On July 10 the Sonoma County Transportation Authority Board of Directors voted to move forward with a Sonoma County bike share program and, in conjunction with the Transportation Authority of Marin, submit a $1.17 million capital grant application with the Metropolitan Transportation Commission. While the exact locations in Cotati and Rohnert Park have yet to be determined, three proposed sites include the Cotati SMART train station, Sonoma State University and Sonoma Mountain Village. This would be part of a wider bike share program covering Sonoma and Marin counties along the SMART line. Partners include SMART and the cities of Santa Rosa, Rohnert Park, Cotati, Petaluma, Novato, San Rafael and Larkspur.
Bike share programs are already used in many metropolitan areas, including San Francisco and various cities in the East and South Bay, and are a natural progression to easing transportation burdens within the county’s growing population and getting more cars off the road.
“It’s a timely issue,” says Mayor Jake Mackenzie, of Rohnert Park. “Bike share programs have expanded dramatically in the Bay Area. This is a first shot in Sonoma and Marin counties to get our bikes on the road.”

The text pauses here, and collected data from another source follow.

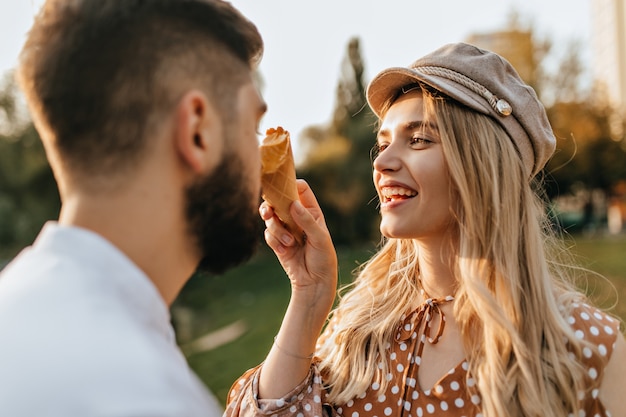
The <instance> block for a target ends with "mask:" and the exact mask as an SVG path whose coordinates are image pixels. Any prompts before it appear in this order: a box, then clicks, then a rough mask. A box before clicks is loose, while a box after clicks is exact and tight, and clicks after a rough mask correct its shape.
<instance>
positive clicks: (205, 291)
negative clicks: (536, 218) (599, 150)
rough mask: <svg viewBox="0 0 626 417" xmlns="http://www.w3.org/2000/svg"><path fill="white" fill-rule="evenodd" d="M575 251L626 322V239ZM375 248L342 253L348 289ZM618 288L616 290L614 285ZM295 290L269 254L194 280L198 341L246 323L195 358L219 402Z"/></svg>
mask: <svg viewBox="0 0 626 417" xmlns="http://www.w3.org/2000/svg"><path fill="white" fill-rule="evenodd" d="M571 249H572V251H573V252H574V254H575V255H577V257H578V258H579V261H580V262H581V263H582V264H583V266H585V267H588V268H590V269H592V270H595V271H597V272H598V273H600V274H603V275H604V276H606V278H607V279H608V281H610V282H609V283H608V284H607V280H605V279H604V278H598V277H596V278H594V277H592V278H591V279H590V280H589V282H588V283H586V286H587V287H588V288H589V290H590V291H591V292H593V293H594V294H593V295H594V299H597V300H598V302H599V303H600V304H602V305H603V306H604V307H606V306H608V305H611V304H615V301H616V296H618V297H619V300H620V303H619V304H617V306H615V309H614V310H613V312H614V313H615V314H617V315H618V316H620V317H621V318H622V319H623V320H625V321H626V303H624V301H623V300H624V298H626V237H624V236H622V237H620V238H616V239H609V238H582V237H577V238H576V240H575V241H573V242H572V248H571ZM373 250H374V248H366V249H361V250H354V249H339V250H338V255H339V265H340V273H339V274H340V284H342V283H343V284H345V283H348V282H349V281H350V279H351V275H352V274H351V273H352V271H353V270H354V268H356V267H357V266H358V264H359V263H362V262H363V261H365V260H367V259H368V258H369V257H370V256H371V254H372V253H373ZM610 283H612V285H613V286H614V289H613V287H612V286H611V284H610ZM289 294H290V286H289V281H288V279H287V277H286V276H285V273H284V272H283V270H282V269H281V267H280V265H279V264H278V261H277V260H276V258H275V257H274V255H273V254H272V253H271V252H269V250H267V249H263V250H262V251H261V252H260V253H259V254H258V255H257V256H256V257H255V258H253V259H252V260H251V261H250V262H249V263H247V264H246V265H243V266H241V267H238V268H236V269H234V270H232V271H230V272H228V273H227V274H225V275H223V276H219V277H206V276H196V277H194V278H193V279H192V280H191V281H190V282H189V283H188V284H187V285H186V286H185V288H184V289H183V292H182V293H181V295H180V297H179V298H178V300H177V302H176V304H175V305H184V306H186V307H188V308H190V309H191V310H192V311H193V312H194V316H195V321H194V333H195V334H194V336H196V337H197V336H200V335H202V334H205V333H207V332H209V331H212V330H215V329H219V328H221V327H223V326H226V325H228V324H230V323H233V322H235V321H238V320H241V321H243V322H244V324H245V325H246V327H247V331H246V332H245V333H244V334H243V335H242V336H241V337H239V338H238V339H236V340H234V341H233V342H230V343H227V344H225V345H222V346H220V347H218V348H216V349H213V350H210V351H207V352H202V353H195V354H194V353H191V354H189V355H188V356H187V358H188V361H189V363H190V366H191V367H192V368H193V369H194V370H195V371H196V373H197V374H198V376H199V377H200V378H201V379H202V380H203V381H204V383H205V384H206V385H207V386H208V387H210V388H211V390H212V391H213V392H214V393H215V394H216V395H217V397H218V399H219V400H220V401H221V402H222V404H223V403H224V402H225V399H226V395H227V393H228V389H229V388H230V386H231V385H232V383H233V382H234V381H235V380H236V379H237V378H238V377H239V376H240V375H241V374H242V373H243V372H245V371H246V370H247V369H249V368H251V367H253V366H256V365H258V364H259V363H260V362H261V361H263V359H264V358H265V355H266V354H267V352H268V350H269V348H270V346H271V344H272V339H273V337H274V335H275V334H276V332H277V330H278V328H279V326H280V322H281V319H282V316H283V313H284V311H285V308H286V307H287V303H288V301H289Z"/></svg>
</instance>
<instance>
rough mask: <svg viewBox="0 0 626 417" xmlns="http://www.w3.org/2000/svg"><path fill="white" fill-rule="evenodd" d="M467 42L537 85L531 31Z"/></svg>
mask: <svg viewBox="0 0 626 417" xmlns="http://www.w3.org/2000/svg"><path fill="white" fill-rule="evenodd" d="M618 1H623V0H618ZM466 42H467V43H470V44H472V45H476V46H478V47H479V48H483V49H487V50H489V51H493V52H495V53H497V54H499V55H502V56H503V57H504V58H506V59H507V60H508V61H509V62H510V63H511V65H513V67H514V68H515V69H516V70H517V72H518V73H519V75H520V77H522V79H523V80H524V81H525V82H526V83H528V84H530V85H532V86H535V85H536V81H537V77H536V73H535V68H536V67H537V65H536V63H535V55H534V47H533V40H532V34H531V32H530V31H528V30H518V29H512V30H502V31H496V32H489V33H476V34H473V35H470V36H468V37H467V40H466Z"/></svg>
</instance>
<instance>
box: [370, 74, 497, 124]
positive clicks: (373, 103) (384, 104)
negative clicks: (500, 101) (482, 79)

Once implemented, the bike share program will provide users on-demand access to a network of publicly rentable bicycles, designed for short, one-way trips. For example, a Sonoma State University student could obtain a bike at a kiosk near the campus using an automated check-out process, ride the mile and a half to the Cotati train station, deposit the bike at the kiosk there and hop on the train to Marin.
“The concept is to have connectivity all along the commuter line along the SMART train,” Mackenzie said.
The hope is to have bike share kiosks at SMART train stations and surrounding key destinations. Most likely, users would either pay a membership fee with free short rides, or pay a per-minute or hour rental, using a smart phone app. They can then use that app to find available bikes nearby if they are not near a kiosk.
Policy makers believe the program would appeal to residents and commuters, as well as visitors, tourists and students. Rohnert Park and Cotati are suitable candidates for this project, given the infrastructure already in place with off-street bike paths and on-street bike lanes that connect to various activity centers throughout the cities.
The Sonoma County Transportation Authority believes they should receive notification of grant approval by the end of September. If approved, the grant would cover capital and initial implementation costs, with a 200-bicycle system deployed over a three-year period and a GPS technology system that would allow riders to easily track down a rentable bike. Future operating costs will most likely be covered by sponsorships and rental income.
“SCTA has made a commitment to cover most of the first three years of operating revenue and Sonoma Mountain Village has agreed to be an early sponsor,” says Mary Grace Pawson, Director of Development Services for the City of Rohnert Park. “Long term, the partners hope the program will attract additional sponsors.”
While so far there is not a contingency plan in place should the grant not be approved, Pawson believes they would continue to seek out other funding opportunities, either through public or private agencies.
“The bike share program also fits in with our climate action plans to reduce the amount of cars on the road,” says Mackenzie. “It’s part of our overall vision of transportation.”